Les parents et le frère de Jîna devaient venir à Strasbourg pour la cérémonie de remise du prix, mais à la dernière minute, l’autorisation de quitter l’Iran leur a été arbitrairement refusée. Parmi les personnes qui ont pu assister à la cérémonie figuraient Afsoon Najafi, sœur de Hadis Najafi, qui est devenue un autre symbole des manifestations lorsqu’elle a été tuée de six balles dans le cadre de la répression brutale des manifestations par le régime iranien, et Mersedeh Shahinkar, qui a elle-même perdu un œil à cause de la violence de l’État.

L’avocat de la famille Amini, Saleh Nikbakht, était le seul représentant de la famille lors de la cérémonie qui s’est déroulée mardi dans l’hémicycle du Parlement. M. Nikbakht a lu une lettre de la mère de Jîna, à la fois puissante et tendre, et n’a pas manqué de rappeler que Jîna n’était pas seulement une femme, mais une femme du Rojhilat, le Kurdistan iranien. Jîna était opprimée en tant que femme et en tant que Kurde, et la région du Kurdistan a été l’épicentre des manifestations qui ont suivi sa mort.

Sarah Glynn de Medya News a rencontré Saleh Nikbakht à Strasbourg pour lui poser quelques questions, notamment sur ce qui a changé au Rojhilat depuis la mort de Jîna :

Saleh Nikbakht : Il y a deux façons d’aborder la question. En termes de répression contre la population et de politique sécuritaire, la situation est pire. Mais après le martyre de Jîna, la résistance du peuple contre le régime est plus grande et plus forte. Il y a une plus grande conscience politique. Les gens défendent leurs droits et refusent d’obéir aux règles du hijab. Par exemple, le jour de l’anniversaire de la mort de Jîna, tout le monde au Kurdistan a fait une grève d’une journée. Les bazars ont été fermés. Les villes kurdes ont été particulièrement terrorisées, et dans la ville natale de Jîna, Saqqez, les forces du régime n’ont autorisé personne à circuler dans les rues. Certains des manifestants arrêtés pendant les soulèvements ont été libérés, mais ceux qui refusent de coopérer avec l’État restent en prison.

Nikbakht explique ensuite les nombreuses difficultés rencontrées par les avocats dans un pays qui ne respecte pas les normes juridiques :

Si un avocat ne s’occupe pas des droits humains, de la démocratie ou de la politique, le régime n’intervient pas, mais défendre des affaires politiques est un problème. Si l’affaire concerne les services de renseignement, les services de sécurité, l’armée ou d’autres organes de l’État, le problème est plus important.

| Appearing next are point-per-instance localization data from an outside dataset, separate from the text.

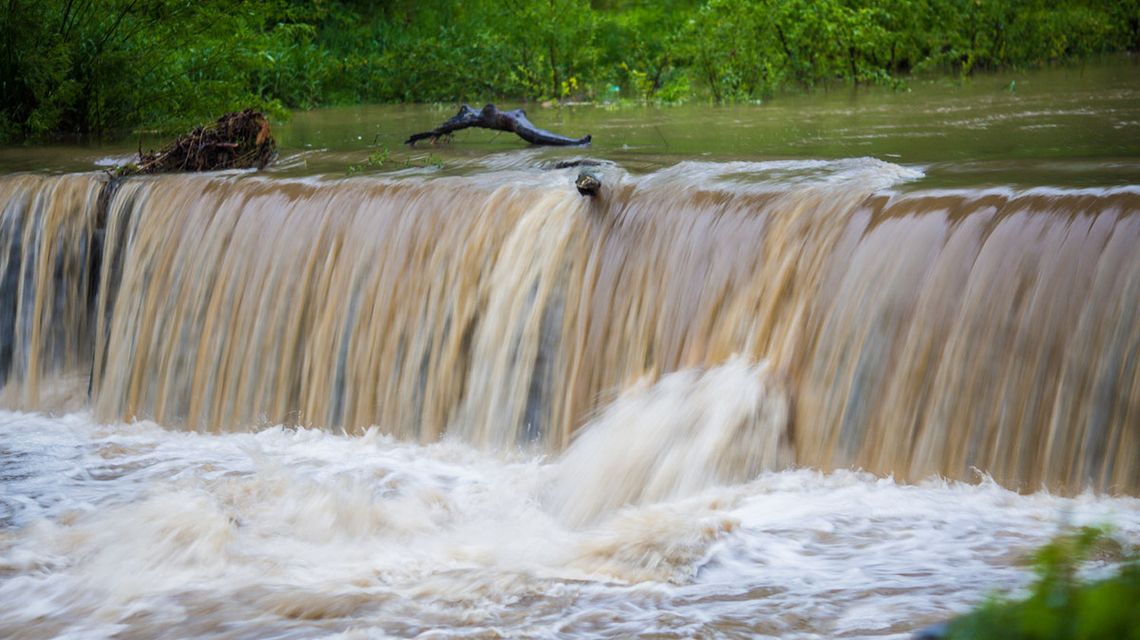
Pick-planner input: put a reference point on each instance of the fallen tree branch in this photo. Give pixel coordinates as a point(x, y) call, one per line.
point(491, 118)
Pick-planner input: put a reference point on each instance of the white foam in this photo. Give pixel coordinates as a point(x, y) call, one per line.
point(133, 529)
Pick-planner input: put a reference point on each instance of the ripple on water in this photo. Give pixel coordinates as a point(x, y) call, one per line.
point(131, 529)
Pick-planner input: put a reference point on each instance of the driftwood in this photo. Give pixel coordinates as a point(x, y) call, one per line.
point(588, 184)
point(491, 118)
point(236, 140)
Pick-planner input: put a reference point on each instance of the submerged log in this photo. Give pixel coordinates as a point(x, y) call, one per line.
point(236, 140)
point(490, 118)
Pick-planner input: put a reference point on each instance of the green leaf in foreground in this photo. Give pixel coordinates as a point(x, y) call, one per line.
point(1060, 606)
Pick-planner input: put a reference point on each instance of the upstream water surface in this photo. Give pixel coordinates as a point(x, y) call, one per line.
point(828, 367)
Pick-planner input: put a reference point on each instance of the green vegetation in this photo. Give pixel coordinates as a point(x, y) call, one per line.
point(83, 66)
point(1061, 607)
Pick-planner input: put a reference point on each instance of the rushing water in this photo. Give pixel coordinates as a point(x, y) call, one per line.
point(766, 387)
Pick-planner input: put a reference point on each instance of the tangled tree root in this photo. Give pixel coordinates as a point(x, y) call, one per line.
point(236, 140)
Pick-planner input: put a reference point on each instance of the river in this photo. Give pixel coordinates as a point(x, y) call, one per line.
point(829, 366)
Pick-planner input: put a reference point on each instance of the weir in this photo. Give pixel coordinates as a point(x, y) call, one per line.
point(908, 332)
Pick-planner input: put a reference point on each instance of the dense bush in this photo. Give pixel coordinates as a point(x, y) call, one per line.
point(1060, 606)
point(104, 65)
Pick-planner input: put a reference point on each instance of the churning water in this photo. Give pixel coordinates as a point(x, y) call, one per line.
point(792, 398)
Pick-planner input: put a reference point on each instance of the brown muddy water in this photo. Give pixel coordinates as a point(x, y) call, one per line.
point(823, 367)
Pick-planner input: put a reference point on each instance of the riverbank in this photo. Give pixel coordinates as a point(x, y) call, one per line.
point(91, 67)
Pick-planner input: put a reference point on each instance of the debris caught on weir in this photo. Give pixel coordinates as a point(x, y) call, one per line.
point(236, 140)
point(588, 184)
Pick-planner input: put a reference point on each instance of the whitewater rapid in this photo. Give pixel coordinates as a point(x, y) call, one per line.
point(131, 531)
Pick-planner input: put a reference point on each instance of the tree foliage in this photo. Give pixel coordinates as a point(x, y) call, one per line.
point(103, 65)
point(1059, 605)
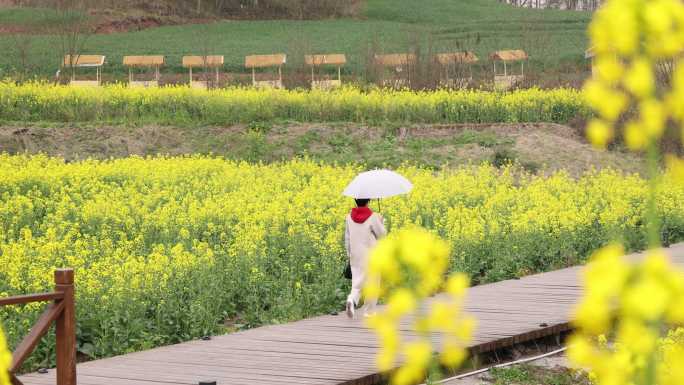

La loi prévoit que toutes les audiences sont publiques, sauf pour certaines affaires personnelles et familiales, mais les juges ont le pouvoir d’empêcher que les affaires soient entendues publiquement et la plupart d’entre elles ne sont en fait pas publiques.

L’avocat kurde n’est que trop conscient des difficultés et des dangers liés à la défense des droits humains. Il a déjà été condamné à un an de prison pour avoir représenté la famille Amini, et il ne sait pas ce qui l’attend à son retour en Iran, mais il est déterminé à poursuivre le combat.

Parmi les précédents lauréats du prix Sakharov figurent le légendaire leader sud-africain Nelson Mandela, la militante irakienne Nadia Murad, qui lutte contre l’enlèvement de femmes et de filles yézidies par l’État islamique (ISIS), et Leyla Zana, la première femme députée kurde en Turquie qui a été expulsée de force du parlement et accusée de terrorisme pour avoir dédié son serment parlementaire à la “fraternité des Kurdes et des Turcs” dans sa langue natale.